The new compound was shown to inhibit both Streptococcus pneumoniae and Haemophilus influenzae at concentrations of 1 µg/ml or less (5). Ninety-five percent of 266 anaerobic gram-positive isolates were susceptible to XRP2868 at 0.5 µg/ml (3). A preliminary report indicated fourfold greater potency than quinupristin-dalfopristin against S. pyogenes and twofold greater potency against S. aureus (D. Felmingham, M. J. Robbins, J. Shackcloth, C. Dencer, L. J. Williams, C. Couturier, and A. Bryskier, Abstr. 44th Intersci. Conf. Antimicrob. Agents Chemother., abstr. F-1410, 2004). The present study was undertaken to explore the activity of XRP2868 and comparators against various gram-positive bacteria.

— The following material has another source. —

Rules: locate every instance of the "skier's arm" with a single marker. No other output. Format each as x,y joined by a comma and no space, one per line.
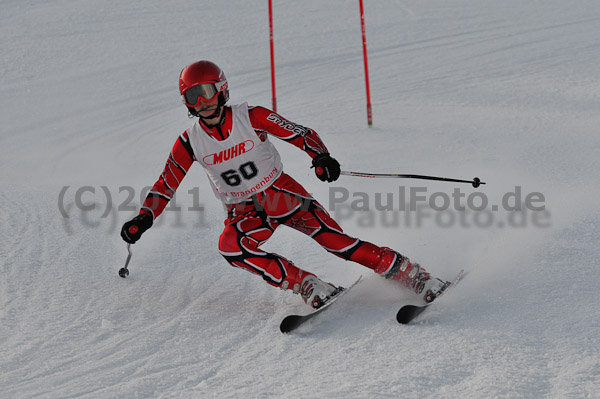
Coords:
266,121
179,162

Approximately 400 isolates of gram-positive bacteria were selected from our collection, stored frozen at –80°C, to include organisms demonstrating specific resistance traits.

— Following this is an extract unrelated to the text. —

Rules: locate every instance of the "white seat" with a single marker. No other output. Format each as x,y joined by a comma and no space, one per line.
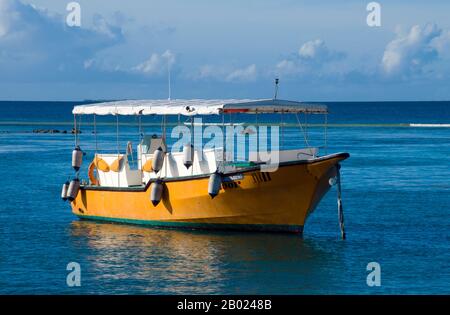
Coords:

RPR202868, RPR132552, pristinamycin, quinupristin, dalfopristin, quinupristin-dalfopristin (30:70), telithromycin, erythromycin A, and levofloxacin were provided by Aventis Pharma S.A., Romainville, France. XRP2868 was prepared by combining RPR202868 and RPR132552 in a 30:70 ratio. Doxycycline, amoxicillin, and oxacillin were purchased from Sigma-Aldrich Co. (St. Louis, MO).

Antimicrobial susceptibilities were determined on Mueller-Hinton II agar (Becton, Dickinson & Co., Sparks, MD) (4); this was supplemented with 5% sheep blood for streptococci and diphtheroids. Inocula of approximately 10⁴ CFU per spot were applied with a multiprong replicator, and the plates were examined for growth after overnight incubation at 35°C. Viridans group streptococci and corynebacteria were incubated in CO₂. S. aureus ATCC 29213 and Enterococcus faecalis ATCC 29212 were used for quality control.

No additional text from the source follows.